“The greatest way to live with honor in this world is to be what we pretend to be.” Socrates
I have known many honorable people in my life, both musicians and non-musicians. Some of these folks appeared to be honorable at first glance, but as I got to know them better, they were far from honorable. Heart-breaking to realize initially but after the shock wore off, I learned how to handle them. It was always interesting when my friends, family and acquaintances hadn’t yet had their awakenings about these folks and didn’t believe me. It was only AFTER they realized what I said was true that they got with the program. We have to come to our own conclusions in our own time but sometimes it’s too late.
There are different ways to handle situations, and in my experience, each type of incident should be looked at individually.

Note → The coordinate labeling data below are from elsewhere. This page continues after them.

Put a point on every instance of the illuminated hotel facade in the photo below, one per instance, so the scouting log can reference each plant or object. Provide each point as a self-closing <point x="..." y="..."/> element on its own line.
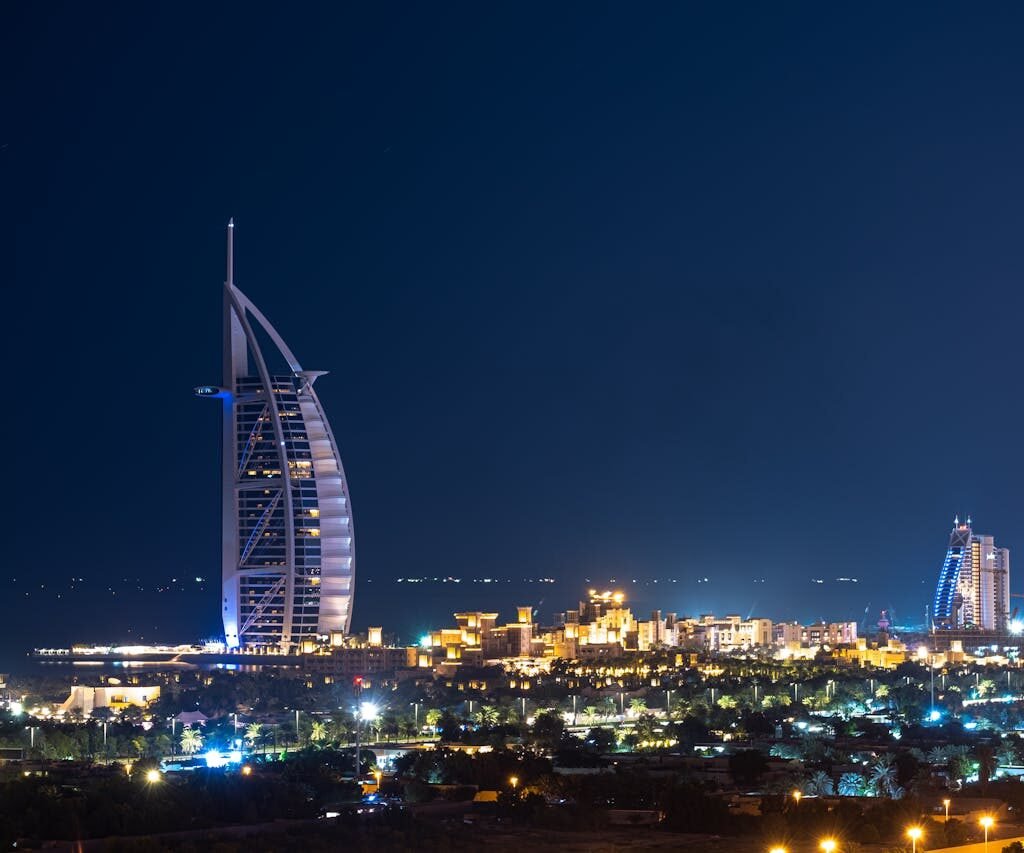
<point x="287" y="550"/>
<point x="974" y="584"/>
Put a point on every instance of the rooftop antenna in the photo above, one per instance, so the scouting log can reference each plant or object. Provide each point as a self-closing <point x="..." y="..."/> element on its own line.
<point x="230" y="252"/>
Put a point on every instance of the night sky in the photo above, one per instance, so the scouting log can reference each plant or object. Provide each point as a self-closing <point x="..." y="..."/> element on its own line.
<point x="605" y="291"/>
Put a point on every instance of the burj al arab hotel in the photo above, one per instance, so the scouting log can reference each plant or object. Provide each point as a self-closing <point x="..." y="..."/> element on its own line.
<point x="287" y="549"/>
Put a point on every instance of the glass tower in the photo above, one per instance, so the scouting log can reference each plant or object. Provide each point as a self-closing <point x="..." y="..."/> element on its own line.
<point x="287" y="549"/>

Jan* and Jen* both emailed me separately this month about their “idols” falling from their pedestals before their eyes. Both Jan and Jen are high school choral professionals, and each have learned their superiors have done some underhanded things recently.

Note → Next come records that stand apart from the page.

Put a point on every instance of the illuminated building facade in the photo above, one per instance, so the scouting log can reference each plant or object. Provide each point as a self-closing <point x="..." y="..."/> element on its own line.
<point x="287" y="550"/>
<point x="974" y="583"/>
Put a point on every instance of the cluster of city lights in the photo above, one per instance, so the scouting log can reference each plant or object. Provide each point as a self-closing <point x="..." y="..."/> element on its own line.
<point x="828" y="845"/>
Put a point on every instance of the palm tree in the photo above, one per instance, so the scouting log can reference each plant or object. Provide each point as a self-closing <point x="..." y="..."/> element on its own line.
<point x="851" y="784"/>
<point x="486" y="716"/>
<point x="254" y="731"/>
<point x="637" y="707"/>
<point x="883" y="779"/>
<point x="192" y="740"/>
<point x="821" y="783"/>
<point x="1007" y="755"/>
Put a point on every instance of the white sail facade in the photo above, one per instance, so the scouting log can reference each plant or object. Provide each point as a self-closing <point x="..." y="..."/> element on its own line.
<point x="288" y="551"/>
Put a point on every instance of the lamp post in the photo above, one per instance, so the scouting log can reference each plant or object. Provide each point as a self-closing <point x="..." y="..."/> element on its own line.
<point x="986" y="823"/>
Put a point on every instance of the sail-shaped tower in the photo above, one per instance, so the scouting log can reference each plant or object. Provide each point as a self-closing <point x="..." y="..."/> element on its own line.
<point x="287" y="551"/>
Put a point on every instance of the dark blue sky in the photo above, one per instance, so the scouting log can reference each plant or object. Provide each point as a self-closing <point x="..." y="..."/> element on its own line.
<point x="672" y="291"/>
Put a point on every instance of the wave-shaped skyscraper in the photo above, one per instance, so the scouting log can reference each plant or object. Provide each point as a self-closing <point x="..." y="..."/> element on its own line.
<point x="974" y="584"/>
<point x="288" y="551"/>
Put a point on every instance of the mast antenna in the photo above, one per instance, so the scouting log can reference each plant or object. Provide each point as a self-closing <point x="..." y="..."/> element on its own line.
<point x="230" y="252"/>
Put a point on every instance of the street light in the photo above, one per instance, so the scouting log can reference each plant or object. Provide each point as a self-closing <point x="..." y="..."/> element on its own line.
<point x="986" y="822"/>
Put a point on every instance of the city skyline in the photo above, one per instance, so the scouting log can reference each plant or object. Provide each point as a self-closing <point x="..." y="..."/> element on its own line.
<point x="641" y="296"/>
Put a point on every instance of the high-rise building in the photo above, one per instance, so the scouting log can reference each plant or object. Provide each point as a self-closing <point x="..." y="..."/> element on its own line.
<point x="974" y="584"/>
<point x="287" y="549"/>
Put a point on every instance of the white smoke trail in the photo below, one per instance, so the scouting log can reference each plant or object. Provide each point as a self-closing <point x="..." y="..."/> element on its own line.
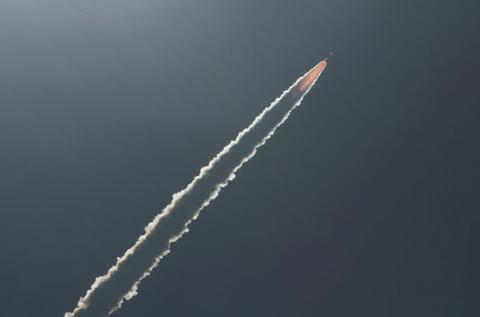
<point x="305" y="83"/>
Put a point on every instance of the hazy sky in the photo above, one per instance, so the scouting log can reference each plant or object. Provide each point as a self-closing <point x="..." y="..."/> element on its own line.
<point x="364" y="204"/>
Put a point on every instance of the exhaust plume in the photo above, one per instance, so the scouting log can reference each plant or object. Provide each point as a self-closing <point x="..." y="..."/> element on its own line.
<point x="121" y="282"/>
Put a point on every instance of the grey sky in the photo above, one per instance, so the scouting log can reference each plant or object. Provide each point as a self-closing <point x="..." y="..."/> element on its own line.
<point x="108" y="107"/>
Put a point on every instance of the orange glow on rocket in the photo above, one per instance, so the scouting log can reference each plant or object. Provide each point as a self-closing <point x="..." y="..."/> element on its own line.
<point x="310" y="78"/>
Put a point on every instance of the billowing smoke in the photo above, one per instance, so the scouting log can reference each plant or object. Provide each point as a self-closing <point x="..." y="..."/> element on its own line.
<point x="122" y="280"/>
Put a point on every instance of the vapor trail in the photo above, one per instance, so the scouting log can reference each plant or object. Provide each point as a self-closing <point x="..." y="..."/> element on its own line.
<point x="121" y="282"/>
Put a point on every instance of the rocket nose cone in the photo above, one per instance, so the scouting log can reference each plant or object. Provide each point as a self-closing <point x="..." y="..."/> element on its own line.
<point x="311" y="76"/>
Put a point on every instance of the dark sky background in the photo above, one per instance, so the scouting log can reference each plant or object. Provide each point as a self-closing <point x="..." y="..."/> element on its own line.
<point x="364" y="204"/>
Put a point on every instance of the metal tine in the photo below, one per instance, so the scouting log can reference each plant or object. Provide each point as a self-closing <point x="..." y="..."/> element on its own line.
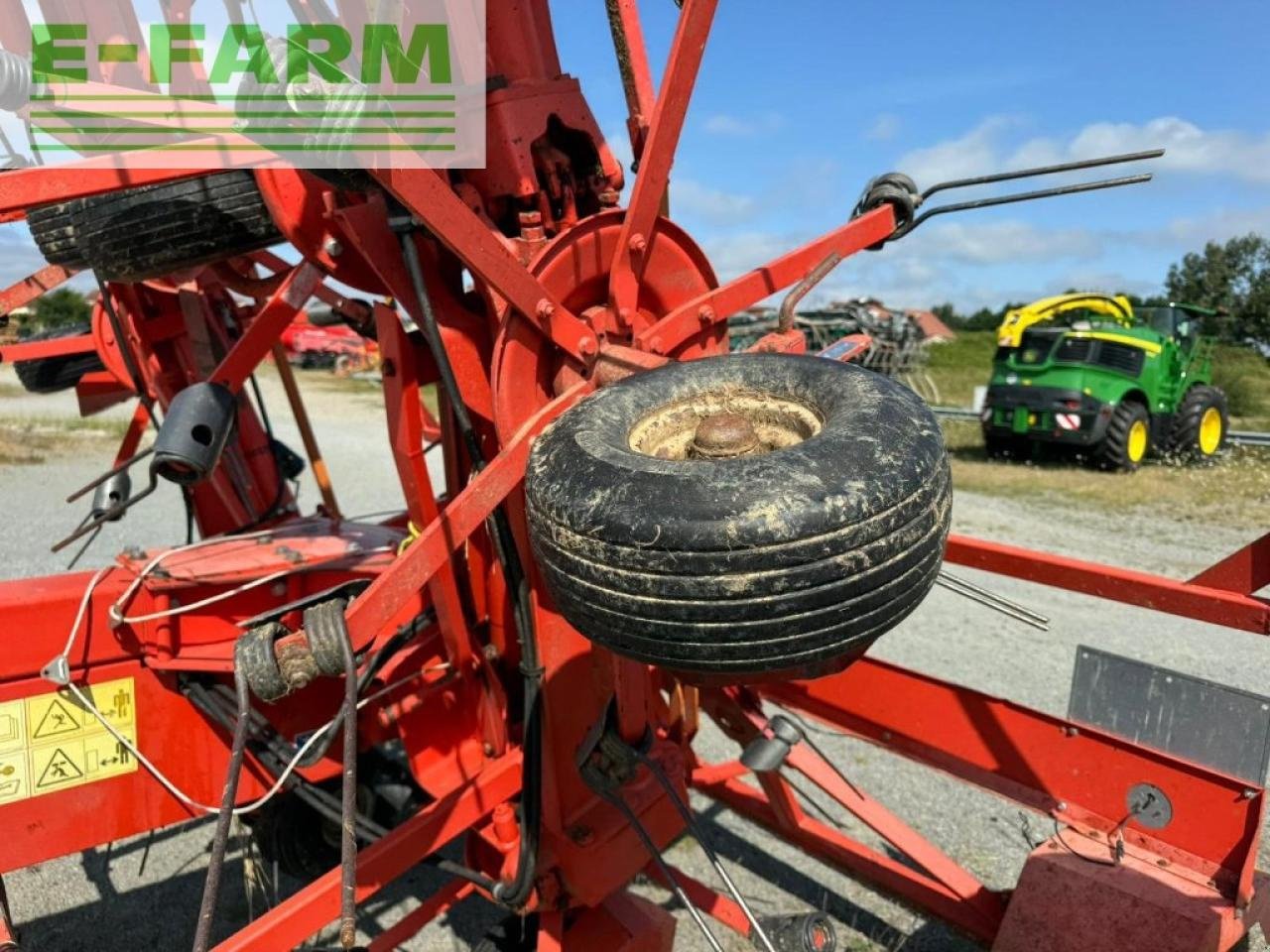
<point x="1002" y="599"/>
<point x="1043" y="171"/>
<point x="1021" y="197"/>
<point x="109" y="515"/>
<point x="994" y="606"/>
<point x="126" y="465"/>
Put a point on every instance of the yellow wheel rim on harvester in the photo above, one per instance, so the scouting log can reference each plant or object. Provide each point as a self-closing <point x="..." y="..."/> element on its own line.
<point x="1137" y="447"/>
<point x="1210" y="430"/>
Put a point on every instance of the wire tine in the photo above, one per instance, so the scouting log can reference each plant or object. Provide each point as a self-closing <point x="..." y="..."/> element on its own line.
<point x="104" y="476"/>
<point x="1043" y="171"/>
<point x="993" y="595"/>
<point x="1023" y="197"/>
<point x="994" y="606"/>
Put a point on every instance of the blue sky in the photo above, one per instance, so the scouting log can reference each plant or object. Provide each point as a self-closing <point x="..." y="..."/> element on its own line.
<point x="801" y="103"/>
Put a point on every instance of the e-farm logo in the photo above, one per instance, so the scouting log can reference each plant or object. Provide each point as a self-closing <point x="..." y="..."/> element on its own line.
<point x="375" y="94"/>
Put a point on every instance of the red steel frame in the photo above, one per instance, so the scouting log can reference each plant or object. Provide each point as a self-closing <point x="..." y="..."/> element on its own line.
<point x="449" y="708"/>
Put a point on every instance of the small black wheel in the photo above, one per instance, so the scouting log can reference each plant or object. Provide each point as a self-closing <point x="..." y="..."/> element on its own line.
<point x="155" y="230"/>
<point x="743" y="518"/>
<point x="1201" y="424"/>
<point x="53" y="226"/>
<point x="50" y="375"/>
<point x="1005" y="445"/>
<point x="1128" y="438"/>
<point x="512" y="934"/>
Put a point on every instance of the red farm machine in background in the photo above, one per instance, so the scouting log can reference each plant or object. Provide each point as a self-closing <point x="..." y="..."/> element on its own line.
<point x="634" y="532"/>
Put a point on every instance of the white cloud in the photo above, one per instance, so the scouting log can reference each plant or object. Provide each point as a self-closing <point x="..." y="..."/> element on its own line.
<point x="743" y="127"/>
<point x="975" y="153"/>
<point x="1189" y="149"/>
<point x="710" y="204"/>
<point x="885" y="127"/>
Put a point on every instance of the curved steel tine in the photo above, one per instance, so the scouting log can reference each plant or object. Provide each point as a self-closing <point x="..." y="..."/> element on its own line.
<point x="127" y="463"/>
<point x="1043" y="171"/>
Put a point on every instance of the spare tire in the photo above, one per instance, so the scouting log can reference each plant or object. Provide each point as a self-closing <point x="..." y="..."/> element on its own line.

Jan learned her department chair, whom she idolized as an example of a fine and ethical person, has been cheating on his spouse. What makes it very sad is the department chair and his spouse have three very young children and the spouse has been recently diagnosed with cancer. The other details aren’t important to our quandary here and I won’t share them. There is nothing to do except watch the drama unfold before her eyes and really, there is nothing else she can do.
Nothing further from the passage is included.